As long as the rules allow:
Delayed disclosures
Incomplete disclosures
Off-chain executions are un-auditable
Then the market can never distinguish:Price impacts caused by normal hedging
Manipulative actions that intentionally impact prices for profit.
Thus conspiracy theories will periodically resurface until stronger audits and more explainable infrastructures appear.
IX. CoinFound Perspective: Rather Than Guessing "Who is Selling," It's Better to Place Structural Variables on the Same Timeline
CoinFound is more focused on quantifiable, verifiable structural variables, pulling the controversy back from "personalized attribution" to "mechanisms and data":
The windows in which price fluctuations occur (time structure)
Leverage and liquidation intensity (market microstructure)
ETF funding flows and demand-side absorption (funding structure)
Mint/Burn, redemption, and on-chain vs off-chain flow difference (infrastructure structure)
Changes in the concentration of subject holding distributions (concentration structure)
You may not immediately prove "who is the seller," but you can distinguish more clearly:
Whether it's "stabilization caused by increased demand sides."
Or "short-term behavioral changes triggered by a single event."
Or "chain reactions caused by structural fragility."
This is the first step in transforming "conspiracy theory controversies" into "researchable issues."
X. Conclusion: This Controversy Will Not Disappear, It Will Become the Norm of the New Cycle
Does a certain repeatable structural pattern exist in the "10 AM Dump"? Possibly.
Is it currently difficult to attribute "manipulation" to a specific institution based on public information?
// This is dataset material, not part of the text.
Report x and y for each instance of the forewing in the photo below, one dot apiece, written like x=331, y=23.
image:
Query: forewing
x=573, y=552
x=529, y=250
Yes.
But this does not mean the discussion is meaningless—on the contrary, it reveals a more crucial fact:
The BTC of the ETF era is entering a "semi-transparent market."
On-chain transparency still exists, but key executions and risk management are increasingly occurring off-chain.
When the market is in a "high leverage + multi-market execution + delayed disclosure" combination, any regular fluctuations will be quickly personalized.
This is not that traders are "more foolish," but rather that the system leaves "explainability" vacant.
The real solution is not to manufacture another villain, but to enhance the market's auditability, explainability, and the visibility of structural variables.